Abstract

SUMMARY Investigations on the physical behaviour of the oceans bordering South Africa have gone through a number of distinct historical phases, starting with exploratory work on the Agulhas Current as early as 1778. The first work of a physical nature that derived from South Africa itself was done by John Gilchrist in support of his fisheries investigations. In the period following, before the Second World War, physical research near South Africa was dominated by German endeavours. That work was terminated by the war and not resumed afterwards. The greatest stimulus for South African oceanology came from the International Geophysical Year and the International Indian Ocean Expedition in the 1950s and 1960s. It led to the formation of the South African National Committee for Oceanographic Research, the construction of state-of-the-art research vessels and to a whole new vision on South Africa's ocean environment. The golden years of South African oceanography were the 1970s and early 1980s, with the establishment of the National Research Institute for Oceanology by the Council for Scientific and Industrial Research (CSIR), the blossoming of research at the Sea Fisheries Research Institute, strong national research programmes, including the Benguela Ecology Programme, and a vigorous Antarctic Research Programme. Growth in knowledge and understanding of South African waters increased rapidly, partially as a result of a simultaneous growth in international interest in the region. In the 1980s came the commercialization of the CSIR, the rapid shrinkage in South Africa's research fleet, and restructured funding mechanisms that did not directly encourage participation in international research programmes. This was followed by a new political dispensation in 1994 that has brought about substantially reduced funding for oceanography and also elements of social engineering that have still to show their future effect on oceanographic science in South Africa.

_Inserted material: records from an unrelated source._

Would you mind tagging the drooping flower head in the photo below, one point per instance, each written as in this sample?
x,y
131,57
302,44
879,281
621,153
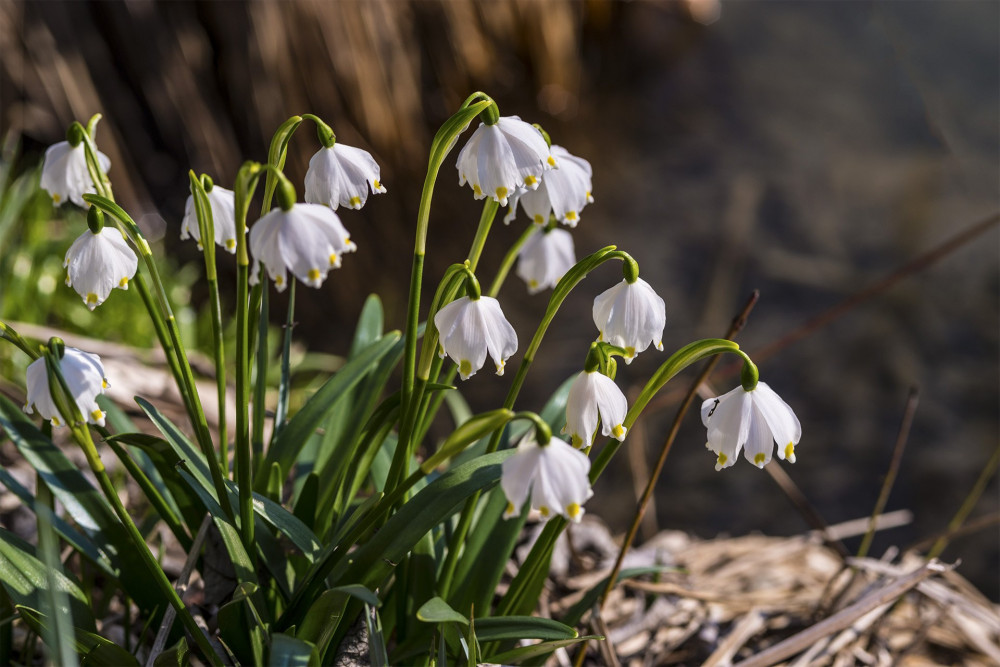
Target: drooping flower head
x,y
223,206
545,258
751,420
469,329
500,158
341,175
84,375
594,395
553,475
630,315
64,173
306,239
99,261
563,192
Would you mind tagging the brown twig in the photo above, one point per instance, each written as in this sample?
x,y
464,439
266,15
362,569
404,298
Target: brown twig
x,y
843,619
813,324
805,508
737,325
890,476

The research philosophy of John Gilchrist seems to have been one of basic research of the highest quality, directed at problems that were deemed to be of economic importance. In an attempt to trace his legacy by studying the history of physical oceanography during the past century in South Africa, we find that the influence of his work in the field did not last long, but that the institutions he helped establish have maintained a standing in physical oceanography to this day.